One of our use cases was setting up a firewall for our endpoints, specifically for our remote users. We have a firewall on-premises that comes into play when someone is at our main campus. But we needed something more for our remote users. We were hoping to utilize SentinelOne's firewall capabilities, but there were limitations on how many URLs we could implement. Because of those limitations on the number of URLs, we weren't able to utilize that feature in the way we had hoped to.

I have been using SentinelOne Singularity Cloud for about two years.

Singularity has been very stable. It has never lagged or crashed that I've noticed. In my experience, there has been 100 percent uptime.

The interoperability with AWS has been very straightforward and streamlined, without any major bugs or issues that I've come across.

Its scalability is one of the main reasons we chose SentinelOne. Because it's hosted in the cloud, we can install as many agents as we're licensed for. We've never gone over that limit. As new servers and endpoints come online, it's easy to deploy. It's built into the image.

We do have a unique use case regarding scalability. We use a VDI environment in Azure, and it works. We haven't had any issues. But when we need to run updates on those machines, we have to rebuild the image. We can't have the agent built into the image because of our rebuild process. That makes it a manual process for us every month when we redeploy those desktops. We have it scripted out with a PowerShell script that helps, but it's a manual step for us. That's one area we're trying to address from a scalability standpoint.

As for auto-scaling, we're more of a static environment for most of our endpoints. The VDI is our only more fluid environment, since our VDI endpoints go up and down based on usage. Once the agent has been deployed to those images, the auto-scaling works flawlessly, and we haven't had any issues there.

We used ESET, but the decision to go with Singularity was made before my time with the company.

We have a couple different deployments: our end-user endpoints and our server fleet. I was involved with the server deployment. It was very straightforward, and we didn't run into any issues during that deployment.

The only maintenance involved is when we need to whitelist an application. For example, if a new user installs an application, we might get a false-positive pop-up.

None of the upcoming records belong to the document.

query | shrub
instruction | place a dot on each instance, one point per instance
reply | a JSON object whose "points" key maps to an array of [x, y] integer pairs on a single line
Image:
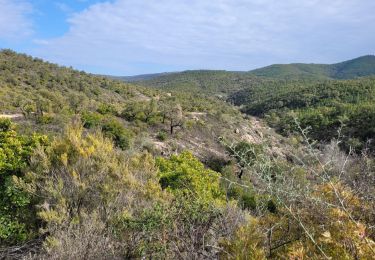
{"points": [[17, 215], [121, 136], [161, 136], [185, 173]]}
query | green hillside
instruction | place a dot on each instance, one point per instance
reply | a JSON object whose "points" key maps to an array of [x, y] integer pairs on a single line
{"points": [[227, 82], [324, 107], [95, 168], [359, 67], [202, 81]]}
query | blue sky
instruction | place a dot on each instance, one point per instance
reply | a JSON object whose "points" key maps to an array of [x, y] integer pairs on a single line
{"points": [[128, 37]]}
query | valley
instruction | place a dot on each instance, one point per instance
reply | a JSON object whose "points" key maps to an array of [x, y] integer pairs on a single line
{"points": [[274, 163]]}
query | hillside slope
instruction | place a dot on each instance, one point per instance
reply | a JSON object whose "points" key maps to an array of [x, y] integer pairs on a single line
{"points": [[359, 67], [227, 82]]}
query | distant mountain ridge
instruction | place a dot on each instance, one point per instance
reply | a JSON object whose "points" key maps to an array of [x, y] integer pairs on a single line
{"points": [[223, 83], [359, 67]]}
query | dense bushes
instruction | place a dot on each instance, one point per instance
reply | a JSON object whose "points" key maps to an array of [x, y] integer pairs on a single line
{"points": [[17, 214], [323, 107]]}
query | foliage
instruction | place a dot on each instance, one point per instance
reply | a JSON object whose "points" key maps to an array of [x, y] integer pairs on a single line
{"points": [[17, 215], [323, 107], [185, 174]]}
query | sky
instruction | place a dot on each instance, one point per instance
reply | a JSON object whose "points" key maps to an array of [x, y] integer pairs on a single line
{"points": [[130, 37]]}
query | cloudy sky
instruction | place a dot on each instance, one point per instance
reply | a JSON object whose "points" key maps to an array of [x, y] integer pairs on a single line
{"points": [[128, 37]]}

That's really the only maintenance we have to do.

We did it ourselves, and there were four people involved.

It's a fair price for what you get. We are happy with the price as it stands.

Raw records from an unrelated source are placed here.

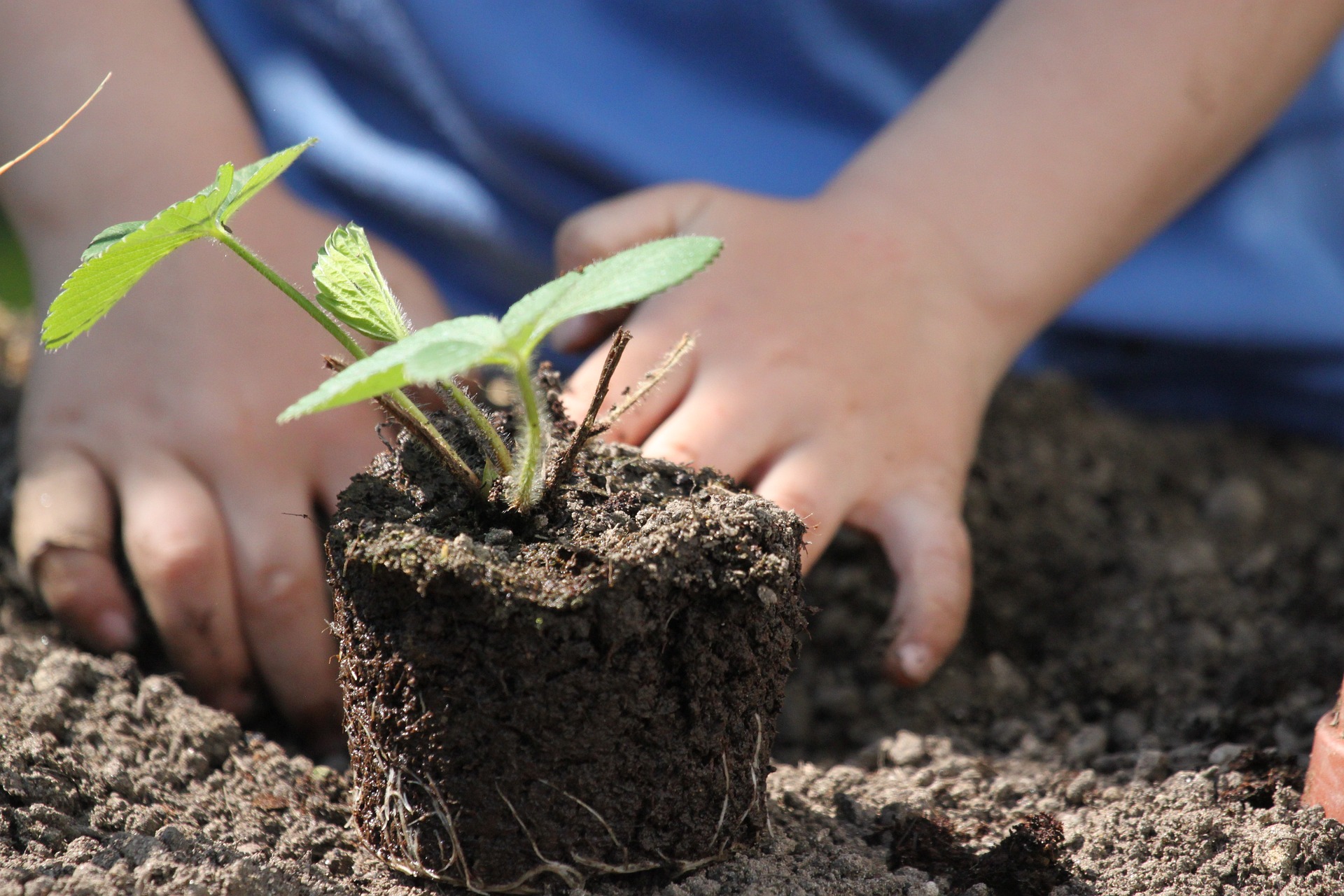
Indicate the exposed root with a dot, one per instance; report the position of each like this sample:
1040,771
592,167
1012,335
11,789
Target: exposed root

My advice is that if you want an easy-to-deploy solution where you can have a single pane of glass to get visibility into all of your endpoints and applications, and run reports on those application versions, Singularity makes it a very easy-to-use, straightforward, and streamlined process that has helped us over and over again.

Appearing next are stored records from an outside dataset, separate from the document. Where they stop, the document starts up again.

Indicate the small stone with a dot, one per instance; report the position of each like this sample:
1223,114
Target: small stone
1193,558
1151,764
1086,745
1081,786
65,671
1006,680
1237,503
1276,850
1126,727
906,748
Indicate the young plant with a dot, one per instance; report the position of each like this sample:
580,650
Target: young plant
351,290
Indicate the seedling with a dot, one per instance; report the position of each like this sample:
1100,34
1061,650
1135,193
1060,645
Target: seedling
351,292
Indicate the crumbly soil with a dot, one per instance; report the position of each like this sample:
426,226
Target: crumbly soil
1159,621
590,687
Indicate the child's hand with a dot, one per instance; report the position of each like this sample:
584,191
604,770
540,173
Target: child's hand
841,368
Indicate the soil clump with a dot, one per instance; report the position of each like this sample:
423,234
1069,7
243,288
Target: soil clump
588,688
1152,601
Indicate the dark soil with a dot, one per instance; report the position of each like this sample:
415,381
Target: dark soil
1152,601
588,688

If someone thinks they don't need Singularity because they already have a continuous security monitoring solution in place, using SentinelOne gives us an overarching view from the single console, giving us the entire picture of the timeline of events that happened. Going through the timeline and connecting those dots really helps when threat hunting. It helps to get the full picture instead of just a specific point in time, which is the way some of the legacy antivirus programs work.

The solution has an automated remediation feature, but we don't currently use it because we are a smaller team. We like to remediate manually. For the time being, we haven't had a reason to use the automation feature yet.

One area we're trying to innovate more in is the AWS Security Hub. Singularity, in their marketplace, has a couple of apps related to that. We're trying to build more automations within AWS Security Hub to get better overall visibility, not only of our EC2 endpoints but of our applications as well.